The speed thing is not debatable. A boat with a rolled edge is gunna push more water.

Nothing wrong with a gator trax, I'd drive one. Just tryin to inform the guy he can get way more boat for the money. Really don't wanna get into a pissin match with you lol


----------



## flatsmaster14 (Mar 25, 2011)

And what's TOO fast? 30mph? Lol there has never been a mud motor that ever went TOO fast...


----------



## Spec-Rig.006 (Nov 2, 2007)

The premise of their design is a round chine, if you scratched the "double tapered chine" out of that equation - they'd likely do everything else. Hull modifications and sizes to requested spec do exist in their list of options.

I'm not trying to get into a ******* match either, just posting actual information.

48mph. Mine had an outboard on it ...


----------



## drake1 (Mar 7, 2007)

Had mine up to 42 mph with a GTR on back. Did it in 2009 on a 1854 GTB.


----------



## 3CK (Oct 5, 2010)

drake1 said:


> Had mine up to 42 mph with a GTR on back. Did it in 2009 on a 1854 GTB.


You still modding motors?


----------



## flatsmaster14 (Mar 25, 2011)

drake1 said:


> Had mine up to 42 mph with a GTR on back. Did it in 2009 on a 1854 GTB.


What was done to the motor?


----------



## drake1 (Mar 7, 2007)

Only mods I do now are to my mini airboat.

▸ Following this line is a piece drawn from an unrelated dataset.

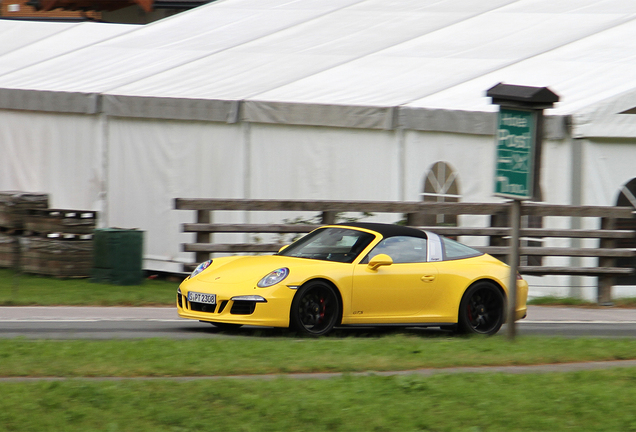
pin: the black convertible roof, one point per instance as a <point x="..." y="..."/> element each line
<point x="387" y="230"/>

I did everything to that motor. Speed was due to a combo of motor, boat and prop. 11X14 prop. Motor was spinning close to 5100 rpms. Ran 35 mph with 6 guys in the boat as well.


----------



## 3CK (Oct 5, 2010)

drake1 said:


> Only mods I do now are to my mini airboat.
> 
> I did everything to that motor. Speed was due to a combo of motor, boat and prop. 11X14 prop. Motor was spinning close to 5100 rpms. Ran 35 mph with 6 guys in the boat as well.


Thats awesome. Not many guys have gone that fast in one of these boats.

What all do you have done to the mini airboat?

If you ever come across (or have one laying around) any old EVT exhausts I'm in the market.


----------



## drake1 (Mar 7, 2007)

Mods to airboat are the same as GTR. Get with Peter Willet he is going to build the old EVT mufflers.


----------



## 3CK (Oct 5, 2010)

Ohh yeah some of them use the same blocks.

Good deal. I'll give WC a shout.


----------



## flatsmaster14 (Mar 25, 2011)




----------



## duckman49 (Aug 21, 2010)

You have there number?


----------



## flatsmaster14 (Mar 25, 2011)

Look at the picture....


----------



## duckman49 (Aug 21, 2010)

You have there number?


----------



## flatsmaster14 (Mar 25, 2011)

Do you not see it on the picture?!


----------



## duckman49 (Aug 21, 2010)

I couldn't get it blown up on my cell phone. Got it now sorry about that.


----------